Ini membuat Azwa yakin hasil tabungannya bisa digunakan untuk membeli seekor kambing. Kebiasaan baik ini juga kulakukan setiap tahunnya.
"Pukul 9.00 pagi kita berangkat ke rumah Abuwa Bahrum" Ayah mengingatkan.
" Dek Azwa ikut kita, kan"
" Semua boleh ikut" jawaban Ayah bersemangat
Sekitar 40 menit perjalanan ke Samahani. Di sana kami disambut oleh sahabat ayah lalu diajak berkeliling melihat hewan yang cocok. Kali ini Ayah membeli 2 ekor
untuk Aku dan Azwa adikku, sedangkan Ayah ikut arisan sapi Qurban di kampung kami.
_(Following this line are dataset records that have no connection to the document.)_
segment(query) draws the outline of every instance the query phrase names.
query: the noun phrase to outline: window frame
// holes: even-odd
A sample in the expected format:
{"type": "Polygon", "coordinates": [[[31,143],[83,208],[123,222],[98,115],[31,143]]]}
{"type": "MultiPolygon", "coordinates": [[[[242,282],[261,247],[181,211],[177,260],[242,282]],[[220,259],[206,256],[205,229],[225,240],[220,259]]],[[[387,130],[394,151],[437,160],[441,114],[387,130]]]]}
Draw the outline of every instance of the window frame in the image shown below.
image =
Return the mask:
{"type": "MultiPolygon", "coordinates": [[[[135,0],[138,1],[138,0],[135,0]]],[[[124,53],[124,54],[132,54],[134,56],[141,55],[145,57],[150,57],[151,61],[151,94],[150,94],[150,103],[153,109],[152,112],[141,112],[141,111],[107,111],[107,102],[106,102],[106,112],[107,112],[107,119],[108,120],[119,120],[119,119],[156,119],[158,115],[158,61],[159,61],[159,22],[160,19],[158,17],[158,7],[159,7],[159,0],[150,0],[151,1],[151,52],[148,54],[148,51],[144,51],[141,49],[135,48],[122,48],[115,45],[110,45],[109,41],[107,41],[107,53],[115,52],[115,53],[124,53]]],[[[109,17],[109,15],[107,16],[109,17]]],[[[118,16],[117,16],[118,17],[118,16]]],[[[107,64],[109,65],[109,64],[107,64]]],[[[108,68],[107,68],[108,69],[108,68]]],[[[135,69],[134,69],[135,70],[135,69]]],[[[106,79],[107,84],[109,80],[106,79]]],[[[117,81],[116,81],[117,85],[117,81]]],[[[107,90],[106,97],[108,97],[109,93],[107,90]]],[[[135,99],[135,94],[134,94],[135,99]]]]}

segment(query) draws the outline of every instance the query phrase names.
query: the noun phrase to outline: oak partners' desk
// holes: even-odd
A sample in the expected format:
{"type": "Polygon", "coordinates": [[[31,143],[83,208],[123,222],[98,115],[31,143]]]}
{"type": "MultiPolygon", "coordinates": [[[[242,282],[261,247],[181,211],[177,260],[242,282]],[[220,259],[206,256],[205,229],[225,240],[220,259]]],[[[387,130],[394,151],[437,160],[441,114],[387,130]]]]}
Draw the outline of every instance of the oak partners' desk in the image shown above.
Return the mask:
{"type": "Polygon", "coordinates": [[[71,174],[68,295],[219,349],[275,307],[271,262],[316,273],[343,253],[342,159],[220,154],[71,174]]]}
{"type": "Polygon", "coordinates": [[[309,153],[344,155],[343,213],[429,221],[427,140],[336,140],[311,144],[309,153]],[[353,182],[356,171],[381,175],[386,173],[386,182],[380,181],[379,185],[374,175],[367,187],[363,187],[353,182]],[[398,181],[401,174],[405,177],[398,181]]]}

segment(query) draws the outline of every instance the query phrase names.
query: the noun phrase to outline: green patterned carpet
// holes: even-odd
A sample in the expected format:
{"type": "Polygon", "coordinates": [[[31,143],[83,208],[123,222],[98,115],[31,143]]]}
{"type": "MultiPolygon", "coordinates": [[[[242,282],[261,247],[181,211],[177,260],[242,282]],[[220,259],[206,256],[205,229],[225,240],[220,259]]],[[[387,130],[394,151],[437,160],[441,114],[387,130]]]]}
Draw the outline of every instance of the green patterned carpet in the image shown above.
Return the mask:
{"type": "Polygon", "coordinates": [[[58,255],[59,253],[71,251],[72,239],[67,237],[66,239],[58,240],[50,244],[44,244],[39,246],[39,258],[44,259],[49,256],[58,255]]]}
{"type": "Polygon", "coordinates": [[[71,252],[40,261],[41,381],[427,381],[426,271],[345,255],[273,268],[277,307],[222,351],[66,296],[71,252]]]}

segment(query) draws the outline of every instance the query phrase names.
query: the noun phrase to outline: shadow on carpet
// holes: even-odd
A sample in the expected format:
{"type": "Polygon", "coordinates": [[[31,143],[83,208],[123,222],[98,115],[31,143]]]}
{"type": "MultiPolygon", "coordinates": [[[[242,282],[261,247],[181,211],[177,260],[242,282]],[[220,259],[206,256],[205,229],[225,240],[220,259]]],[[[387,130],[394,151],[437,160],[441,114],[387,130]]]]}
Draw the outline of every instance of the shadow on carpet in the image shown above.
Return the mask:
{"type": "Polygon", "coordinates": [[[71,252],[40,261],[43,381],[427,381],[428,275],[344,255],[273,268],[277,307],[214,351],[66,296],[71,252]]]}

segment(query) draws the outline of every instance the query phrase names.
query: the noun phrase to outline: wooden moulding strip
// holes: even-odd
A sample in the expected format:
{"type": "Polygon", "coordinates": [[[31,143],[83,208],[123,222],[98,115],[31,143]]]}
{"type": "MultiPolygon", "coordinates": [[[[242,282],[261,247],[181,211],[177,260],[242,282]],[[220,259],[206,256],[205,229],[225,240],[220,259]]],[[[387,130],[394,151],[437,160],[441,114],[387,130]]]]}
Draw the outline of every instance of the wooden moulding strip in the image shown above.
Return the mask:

" Semua kambing di sini, umurnya sudah di atas satu tahun" Abuwa menjelaskan
" Yah, ini kambingnya bagus , tidak cacat dan tanduknya sempurna" .
Adikku menunjuk seekor yang berbulu hitam berkilat.
" Kok Azwa tahu" goda Ayah
" Kan, diajarkan guru agama di sekolah" sahutnya pasti.
Serentak kami memeluk Azwa dengan bangga. Adik kecilku yang ikhlas menabung dan berbagi rezeki qurban di sekolahnya.
" Bunda, uang tabungan Azwa cukup kan" bisiknya perlahan
" Insya Allah, nanti kalo kurang Bunda tambah bolehkan?" sahut Bunda penuh kasih sayang.
" Hari ini juga, langsung kita antar ke sekolah " kata Ayah
" Alhamdulillah" sahut kami serentak.